For production, CI, or offline environments, download parsers explicitly rather than relying on auto-download at runtime.

from tree_sitter_language_pack import download, download_all, init

# Download specific languages
download(["python", "javascript", "typescript", "rust"])

# Download all 306 parsers
download_all()

# Configure + download in one call
init(["python", "javascript"])
import { download, downloadAll, init } from "@kreuzberg/tree-sitter-language-pack";

// Download specific languages
await download(["python", "javascript", "typescript", "rust"]);

// Download everything
await downloadAll();

// Configure + download in one call
await init(["python", "javascript"]);
use tree_sitter_language_pack::{download, download_all, init};

// Download specific languages
download(&["python", "javascript", "rust"])?;

// Download everything
download_all()?;

// Configure + download in one call
init(&["python", "javascript"])?;
# Download specific parsers
ts-pack download python javascript typescript rust

# Download all parsers
ts-pack download --all

# Check what's downloaded
ts-pack list --downloaded

Inspecting the Cache

from tree_sitter_language_pack import downloaded_languages, cache_dir, manifest_languages

# Languages available locally (no network needed)
local = downloaded_languages()
print(f"{len(local)} parsers cached at {cache_dir()}")

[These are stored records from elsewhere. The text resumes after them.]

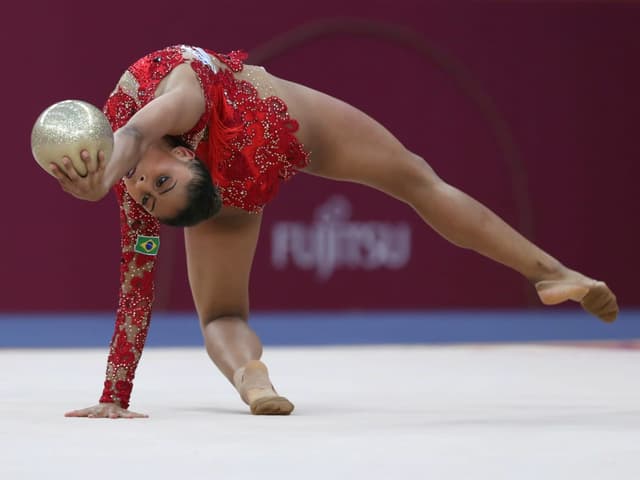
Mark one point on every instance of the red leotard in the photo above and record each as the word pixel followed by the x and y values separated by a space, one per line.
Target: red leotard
pixel 247 142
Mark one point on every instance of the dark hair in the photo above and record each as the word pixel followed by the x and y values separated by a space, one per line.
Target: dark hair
pixel 203 198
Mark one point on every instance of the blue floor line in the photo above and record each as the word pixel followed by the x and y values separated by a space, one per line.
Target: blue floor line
pixel 330 328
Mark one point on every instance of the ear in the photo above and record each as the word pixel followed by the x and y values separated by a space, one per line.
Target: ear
pixel 183 152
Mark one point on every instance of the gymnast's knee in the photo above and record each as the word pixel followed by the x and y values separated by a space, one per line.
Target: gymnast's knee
pixel 219 318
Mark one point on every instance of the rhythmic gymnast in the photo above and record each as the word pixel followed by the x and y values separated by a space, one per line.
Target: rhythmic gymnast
pixel 203 141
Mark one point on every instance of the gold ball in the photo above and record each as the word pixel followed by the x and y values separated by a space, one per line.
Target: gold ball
pixel 65 129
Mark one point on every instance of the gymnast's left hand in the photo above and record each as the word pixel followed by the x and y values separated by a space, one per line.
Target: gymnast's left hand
pixel 91 187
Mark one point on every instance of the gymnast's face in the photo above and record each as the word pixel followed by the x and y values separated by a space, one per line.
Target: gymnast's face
pixel 159 181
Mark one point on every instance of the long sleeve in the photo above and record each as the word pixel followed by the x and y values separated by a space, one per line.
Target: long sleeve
pixel 140 242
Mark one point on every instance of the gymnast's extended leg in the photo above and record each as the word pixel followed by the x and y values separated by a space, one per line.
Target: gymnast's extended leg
pixel 219 256
pixel 346 144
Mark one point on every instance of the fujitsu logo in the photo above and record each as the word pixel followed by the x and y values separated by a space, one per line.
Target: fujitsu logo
pixel 332 241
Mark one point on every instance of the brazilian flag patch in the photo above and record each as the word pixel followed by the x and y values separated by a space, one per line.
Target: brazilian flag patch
pixel 147 245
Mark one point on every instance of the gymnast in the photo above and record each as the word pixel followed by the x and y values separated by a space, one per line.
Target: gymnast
pixel 203 141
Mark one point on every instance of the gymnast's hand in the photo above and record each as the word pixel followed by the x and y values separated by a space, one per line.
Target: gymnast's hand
pixel 105 410
pixel 594 296
pixel 90 187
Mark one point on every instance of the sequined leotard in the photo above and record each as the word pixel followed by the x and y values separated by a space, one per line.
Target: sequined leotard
pixel 245 137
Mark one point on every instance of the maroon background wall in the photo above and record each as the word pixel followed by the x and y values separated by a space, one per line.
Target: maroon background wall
pixel 530 107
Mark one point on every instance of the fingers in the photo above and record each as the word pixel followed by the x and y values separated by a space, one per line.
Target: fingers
pixel 601 301
pixel 69 170
pixel 102 160
pixel 88 164
pixel 111 411
pixel 554 292
pixel 77 413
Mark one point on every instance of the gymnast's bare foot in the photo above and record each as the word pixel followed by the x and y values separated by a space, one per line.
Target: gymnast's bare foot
pixel 256 390
pixel 594 296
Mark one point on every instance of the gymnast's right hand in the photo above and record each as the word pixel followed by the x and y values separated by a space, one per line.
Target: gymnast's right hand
pixel 91 187
pixel 105 410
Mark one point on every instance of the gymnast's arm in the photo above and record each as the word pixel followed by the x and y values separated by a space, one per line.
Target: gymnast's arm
pixel 177 107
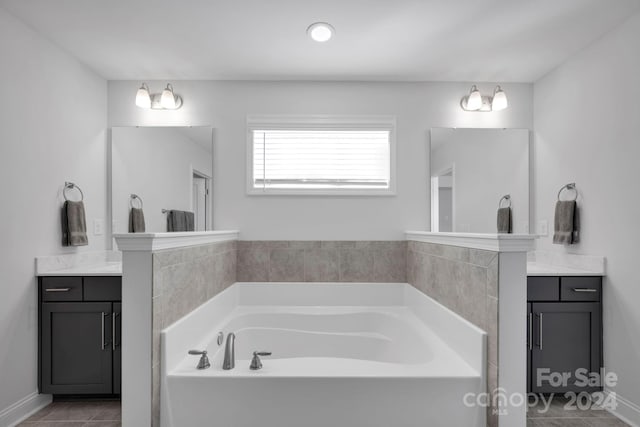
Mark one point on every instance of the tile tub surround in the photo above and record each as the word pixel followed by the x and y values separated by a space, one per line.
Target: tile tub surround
pixel 465 281
pixel 322 261
pixel 184 279
pixel 165 275
pixel 481 277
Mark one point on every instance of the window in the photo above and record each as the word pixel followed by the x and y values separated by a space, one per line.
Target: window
pixel 321 155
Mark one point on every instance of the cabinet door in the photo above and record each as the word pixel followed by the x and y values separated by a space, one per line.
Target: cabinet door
pixel 116 346
pixel 567 338
pixel 529 344
pixel 76 348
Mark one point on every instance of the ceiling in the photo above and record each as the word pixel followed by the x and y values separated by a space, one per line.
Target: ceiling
pixel 382 40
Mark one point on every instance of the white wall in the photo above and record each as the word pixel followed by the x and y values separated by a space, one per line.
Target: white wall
pixel 587 130
pixel 157 164
pixel 488 164
pixel 52 128
pixel 225 105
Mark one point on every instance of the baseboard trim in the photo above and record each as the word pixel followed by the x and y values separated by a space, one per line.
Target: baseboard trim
pixel 23 409
pixel 626 410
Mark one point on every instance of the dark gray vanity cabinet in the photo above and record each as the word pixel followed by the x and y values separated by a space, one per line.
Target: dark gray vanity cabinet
pixel 79 335
pixel 564 335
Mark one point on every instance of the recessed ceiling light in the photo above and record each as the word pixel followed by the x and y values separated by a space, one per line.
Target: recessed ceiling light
pixel 320 31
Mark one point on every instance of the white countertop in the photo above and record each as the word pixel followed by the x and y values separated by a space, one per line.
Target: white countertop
pixel 539 269
pixel 104 269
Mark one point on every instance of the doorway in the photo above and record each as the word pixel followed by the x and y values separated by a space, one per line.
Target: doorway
pixel 201 201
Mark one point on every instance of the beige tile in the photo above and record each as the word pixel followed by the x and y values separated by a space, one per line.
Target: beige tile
pixel 253 265
pixel 492 388
pixel 471 291
pixel 492 329
pixel 445 283
pixel 390 263
pixel 229 260
pixel 412 264
pixel 453 252
pixel 286 265
pixel 305 244
pixel 356 265
pixel 321 265
pixel 481 257
pixel 157 322
pixel 338 244
pixel 492 277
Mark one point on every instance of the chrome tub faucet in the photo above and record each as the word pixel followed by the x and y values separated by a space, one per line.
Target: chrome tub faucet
pixel 229 352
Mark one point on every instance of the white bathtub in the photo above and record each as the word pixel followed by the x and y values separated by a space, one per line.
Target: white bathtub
pixel 343 355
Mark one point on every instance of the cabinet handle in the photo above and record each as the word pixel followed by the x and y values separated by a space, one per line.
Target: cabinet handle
pixel 113 331
pixel 540 332
pixel 104 315
pixel 530 331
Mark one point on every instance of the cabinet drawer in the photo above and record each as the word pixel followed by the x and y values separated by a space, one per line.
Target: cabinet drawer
pixel 102 288
pixel 543 288
pixel 61 288
pixel 581 289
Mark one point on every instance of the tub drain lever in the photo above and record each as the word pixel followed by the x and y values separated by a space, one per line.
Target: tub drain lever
pixel 256 363
pixel 204 360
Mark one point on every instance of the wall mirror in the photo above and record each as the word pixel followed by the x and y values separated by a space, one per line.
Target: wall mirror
pixel 471 171
pixel 168 168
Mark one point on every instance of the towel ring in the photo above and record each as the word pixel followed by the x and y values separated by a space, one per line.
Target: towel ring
pixel 71 186
pixel 570 186
pixel 133 198
pixel 506 197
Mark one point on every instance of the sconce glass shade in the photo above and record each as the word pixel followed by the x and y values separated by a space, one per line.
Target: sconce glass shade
pixel 320 31
pixel 168 99
pixel 143 98
pixel 499 100
pixel 474 101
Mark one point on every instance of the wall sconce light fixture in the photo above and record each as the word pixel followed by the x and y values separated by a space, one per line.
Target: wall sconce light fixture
pixel 475 101
pixel 166 100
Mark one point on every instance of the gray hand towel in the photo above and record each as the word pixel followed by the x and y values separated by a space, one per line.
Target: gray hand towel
pixel 74 225
pixel 189 221
pixel 566 223
pixel 504 220
pixel 136 221
pixel 180 221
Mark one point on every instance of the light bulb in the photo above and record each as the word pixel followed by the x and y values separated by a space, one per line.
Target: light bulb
pixel 143 99
pixel 474 101
pixel 499 101
pixel 168 99
pixel 320 31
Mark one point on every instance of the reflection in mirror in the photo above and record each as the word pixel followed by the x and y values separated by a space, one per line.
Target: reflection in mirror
pixel 170 169
pixel 471 170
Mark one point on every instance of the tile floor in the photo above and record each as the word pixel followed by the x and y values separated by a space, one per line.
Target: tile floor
pixel 77 414
pixel 559 414
pixel 107 414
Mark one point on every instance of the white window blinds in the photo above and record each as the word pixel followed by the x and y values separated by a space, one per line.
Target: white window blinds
pixel 321 159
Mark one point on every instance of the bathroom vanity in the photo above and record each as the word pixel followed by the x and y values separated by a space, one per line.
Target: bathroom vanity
pixel 564 330
pixel 79 330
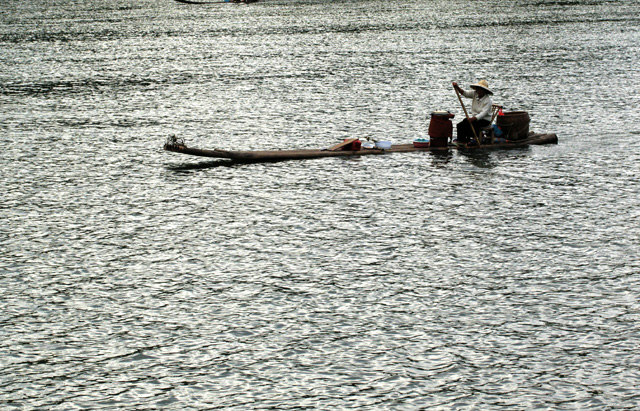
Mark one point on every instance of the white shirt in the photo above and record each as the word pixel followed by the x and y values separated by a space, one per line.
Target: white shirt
pixel 481 107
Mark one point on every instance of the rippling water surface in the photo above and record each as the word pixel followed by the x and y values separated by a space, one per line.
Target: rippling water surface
pixel 133 278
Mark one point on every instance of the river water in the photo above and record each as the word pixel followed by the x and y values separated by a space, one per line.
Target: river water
pixel 134 278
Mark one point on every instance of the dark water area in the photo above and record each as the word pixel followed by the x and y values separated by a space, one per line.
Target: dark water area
pixel 134 278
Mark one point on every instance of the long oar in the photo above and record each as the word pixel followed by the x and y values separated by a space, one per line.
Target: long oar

# All languages in the remote manifest
remote = manifest_languages()
missing = set(remote) - set(local)
print(f"{len(missing)} not yet downloaded")
# Show cache directory path
ts-pack cache-dir

# List downloaded parsers
ts-pack list --downloaded

# List all available (remote manifest)
ts-pack list --manifest

Cleaning the Cache

from tree_sitter_language_pack import clean_cache

clean_cache()  # removes all cached parsers
ts-pack clean          # remove all cached parsers (prompts for confirmation)
ts-pack clean --force  # skip confirmation prompt

Docker and CI

For containerized deployments, pre-download parsers during the build stage to remove network access at runtime.

Dockerfile
FROM python:3.12-slim

RUN pip install tree-sitter-language-pack

# Pre-download the parsers your application uses
RUN python -c "from tree_sitter_language_pack import download; download(['python', 'javascript', 'rust'])"

COPY . /app
WORKDIR /app
CMD ["python", "app.py"]

For CI pipelines, cache the parser directory between runs:

GitHub Actions
- name: Cache tree-sitter parsers
  uses: actions/cache@v4
  with:
    path: ~/.cache/tree-sitter-language-pack
    key: tslp-parsers-${{ hashFiles('requirements.txt') }}

Configuration File

For projects that always use the same set of languages, create a language-pack.toml in the project root:

language-pack.toml
languages = ["python", "javascript", "typescript", "rust", "go"]
cache_dir = ".cache/parsers"   # optional: project-local cache

Then download everything declared:

ts-pack init --languages python,javascript,typescript,rust,go
ts-pack download   # downloads all configured languages
from tree_sitter_language_pack import init

# Reads language-pack.toml from current directory
init()

See Configuration for the full file format and discovery rules.